The US Supreme Court has declined to hear an appeal from Germany’s Bayer over a landmark ruling that awarded $25mn to a man who claimed the weedkiller Roundup had caused his cancer, in a move that could force the group to spend billions of euros compensating customers.
The decision frustrates Bayer’s plan to stem the wave of litigation it has faced since its $63bn takeover of agrichemicals group Monsanto in 2018. More than 30,000 claims remain outstanding, for which Bayer set aside $4.5bn last year while it appealed to the Supreme Court to review the case won by Californian Edwin Hardeman.
That sum is in addition to the approximately $11.5bn Bayer has been forced to set aside for existing and future Roundup lawsuits, more than 107,000 of which have been settled to date. The company largely postponed settling further cases while it waited to see if its petition to the Supreme Court was accepted.
“Bayer respectfully disagrees with the Supreme Court’s decision,” the group said in a statement on Tuesday. “The company believes that the decision undermines the ability of companies to rely on official actions taken by expert regulatory agencies.”
Bayer’s shares fell almost 4 per cent following the court’s decision not to hear the appeal.
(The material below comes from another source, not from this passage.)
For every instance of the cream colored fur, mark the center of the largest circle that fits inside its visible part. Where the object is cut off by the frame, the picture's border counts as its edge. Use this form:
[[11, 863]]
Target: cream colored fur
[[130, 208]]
The group had previously pledged to establish a “voluntary claims resolution program” to deal with extant claims if the Supreme Court declined to hear the appeal. Although it has won four recent Roundup cases that went to trial, Bayer will now likely seek rapid settlements with claimants to avoid protracted litigation, according to a person with knowledge of the group’s plans.
Hardeman sued Monsanto in 2016, arguing that his habitual use of Roundup, the world’s most popular herbicide, had caused his Non-Hodgkin’s lymphoma, and that there were no relevant warnings on the product’s label.
His case relied upon a 2015 decision by an arm of the World Health Organization — the International Agency for Research on Cancer — to classify the ingredient glyphosate as “probably carcinogenic to humans”.
Bayer has long disputed the IARC’s findings, and appealed to the Supreme Court in August last year, saying that it had no obligation to stick warning labels on Roundup given the “near-universal scientific and regulatory consensus is that the product does not cause cancer” and the Environmental Protection Agency had approved the product for sale.
The company said that this argument, originally supported by the Trump administration’s lawyers, “could effectively end potential future [Roundup] litigation” if accepted by a majority of Supreme Court justices. It had largely paused settlements while it waited for the court’s decision.
However, Bayer’s hopes were dealt a blow by the Biden administration in May, when the US Solicitor General Elizabeth Prelogar filed a brief recommending the Supreme Court deny a review of the Hardeman case, and disagreeing with the group’s arguments.
Last year, Bayer announced that it would stop selling glyphosate-based products to retail consumers in the US from 2023.